1 February 2002 • Effects of EU Eastern Enlargement on the Regional Labour Market • Peter Huber

Estimates put the potential of migration from the CEECs to all EU countries between 41,000 and 680,000 migrants annually. It is generally agreed that these estimates are too uncertain to allow any useful assessment. Most migrants from the CEECs (77 percent) will come to Austria and Germany.

Similarly, projections of the potential flow of cross-border commuters following eastern enlargement arrive at highly varying numbers. In studying this issue, the PREPARITY research programme on structural policy and regional planning in the regions along the EU's Central European border to prepare for eastern enlargement found a potential of about 85,000 day commuters into Austria, assuming that enlargement would be implemented without transition periods. The uncertainty of the figures is due to the relative appeal of cross-border as compared to domestic commuting on the one hand and to the maximum commuting distance on the other.

More accuracy is offered by projections regarding the structure of migration. Migrants from the CEECs are better qualified than those from the traditional "guest worker countries". Most CEECs migrants have completed an apprenticeship and more frequently hold highly qualified jobs (e.g., as technicians) than low-skilled jobs, compared with other foreign workers.

Migration extends the resource base of an economy, which in turn increases growth and welfare. Accordingly, migration offers benefits to the economy as a whole. Nevertheless, these benefits are not distributed evenly among the population. In general, highly qualified workers benefit from the migration of lower-qualified workers, whereas lower-qualified workers come under increasing competitive pressure from migrants. For men, migration means primarily lower wage growth among blue-collar workers, whereas wages for white-collar workers are hardly affected. Among women, it is mostly the less mobile workers who suffer wage losses. For men and women in the top income quartile, wage growth is enhanced by stronger migration, whereas it slows down for those in the lowest income quartile.

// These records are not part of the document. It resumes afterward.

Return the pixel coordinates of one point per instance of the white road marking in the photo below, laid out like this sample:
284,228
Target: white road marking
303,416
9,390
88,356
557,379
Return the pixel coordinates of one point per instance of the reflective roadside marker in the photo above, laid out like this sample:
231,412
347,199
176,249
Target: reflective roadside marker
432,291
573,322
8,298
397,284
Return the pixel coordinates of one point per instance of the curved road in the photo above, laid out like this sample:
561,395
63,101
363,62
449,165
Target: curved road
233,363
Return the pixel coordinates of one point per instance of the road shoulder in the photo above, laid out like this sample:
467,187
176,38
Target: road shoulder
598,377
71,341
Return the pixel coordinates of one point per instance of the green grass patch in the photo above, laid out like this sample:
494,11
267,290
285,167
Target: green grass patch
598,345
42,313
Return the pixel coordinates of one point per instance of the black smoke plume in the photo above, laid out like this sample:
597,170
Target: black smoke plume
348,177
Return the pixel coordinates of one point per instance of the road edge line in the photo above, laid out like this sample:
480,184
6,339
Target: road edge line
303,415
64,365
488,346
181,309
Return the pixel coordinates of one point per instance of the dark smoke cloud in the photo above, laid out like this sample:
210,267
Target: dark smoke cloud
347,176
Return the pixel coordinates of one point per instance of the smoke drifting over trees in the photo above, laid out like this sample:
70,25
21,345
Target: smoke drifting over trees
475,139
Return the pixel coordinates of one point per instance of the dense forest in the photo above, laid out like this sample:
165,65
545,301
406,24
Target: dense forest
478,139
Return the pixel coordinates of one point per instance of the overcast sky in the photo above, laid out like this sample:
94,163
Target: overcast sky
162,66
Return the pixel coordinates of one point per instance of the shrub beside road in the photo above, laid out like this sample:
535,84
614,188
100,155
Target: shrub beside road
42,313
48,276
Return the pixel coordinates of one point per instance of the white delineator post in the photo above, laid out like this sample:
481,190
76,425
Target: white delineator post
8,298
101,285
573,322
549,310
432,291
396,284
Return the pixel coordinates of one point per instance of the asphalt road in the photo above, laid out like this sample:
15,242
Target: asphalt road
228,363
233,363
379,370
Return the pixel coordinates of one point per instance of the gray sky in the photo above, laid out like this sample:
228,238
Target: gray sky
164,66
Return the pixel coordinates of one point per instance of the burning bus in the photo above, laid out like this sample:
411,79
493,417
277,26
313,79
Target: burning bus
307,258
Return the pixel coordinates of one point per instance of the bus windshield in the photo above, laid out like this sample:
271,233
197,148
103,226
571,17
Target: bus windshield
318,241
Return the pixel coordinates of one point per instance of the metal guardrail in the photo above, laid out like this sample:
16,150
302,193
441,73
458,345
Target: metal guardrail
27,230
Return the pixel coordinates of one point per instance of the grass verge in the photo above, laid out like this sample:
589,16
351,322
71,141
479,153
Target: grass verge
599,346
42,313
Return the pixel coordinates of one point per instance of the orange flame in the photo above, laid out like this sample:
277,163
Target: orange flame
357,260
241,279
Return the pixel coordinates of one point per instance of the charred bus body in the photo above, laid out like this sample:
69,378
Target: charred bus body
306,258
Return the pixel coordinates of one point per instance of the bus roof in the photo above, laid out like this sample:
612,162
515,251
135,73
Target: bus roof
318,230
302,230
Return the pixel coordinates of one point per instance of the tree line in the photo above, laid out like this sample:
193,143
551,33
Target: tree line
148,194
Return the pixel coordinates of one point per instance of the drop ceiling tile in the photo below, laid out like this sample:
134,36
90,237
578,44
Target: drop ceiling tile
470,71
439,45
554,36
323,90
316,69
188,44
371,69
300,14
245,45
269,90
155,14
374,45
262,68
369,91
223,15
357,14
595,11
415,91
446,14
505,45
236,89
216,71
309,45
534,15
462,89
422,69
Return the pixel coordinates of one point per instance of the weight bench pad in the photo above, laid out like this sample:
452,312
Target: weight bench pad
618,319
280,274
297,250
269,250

Migration has a greater effect on the risk of unemployment for men and women than on wage growth. Blue-collar workers in particular find the risk of losing their job rises with increasing migration. For all other groups, unemployment has highly heterogeneous causes. Workers newly migrated from the CEECs mainly compete with foreign workers who have arrived long before them; they also compete with domestic blue-collar workers.

As happens in most other countries, migrants in Austria prefer to settle in regions where they can join a large agglomeration of their own nationality. Thus, Slovenes tend to settle in the south of Austria, Czechs in the north. Western Austria has substantially fewer citizens from the eastern neighbours than eastern Austria. Citizens from Poland, which does not share a border with Austria, usually opt for Vienna and other major towns. In addition, the share of low-skilled foreign citizens is higher in central than in peripheral regions. For the latter, migrants thus offer a major human capital resource, whereas urban areas will find it necessary to improve the qualification levels and employment options of their foreign workers by integration, further education and training.

The findings of the analysis support the call for keeping migration under control. Control allows migration to be spread evenly across regions and to obtain a level of security in the enlargement process. In response to this call, defensive measures have been decided at the European level (transition period of, at most, seven years for the free movement of labour). Subsequently, the discussion of the consequences of eastern enlargement on migration policy will primarily serve to actively prepare for enlargement.

The transition periods are not only intended to keep migration under control for a limited period, but also as an opportunity to establish indirect instruments of control (e.g., for cross-border co-operation by the labour exchanges) which will enable effective labour market management once the transition periods have expired.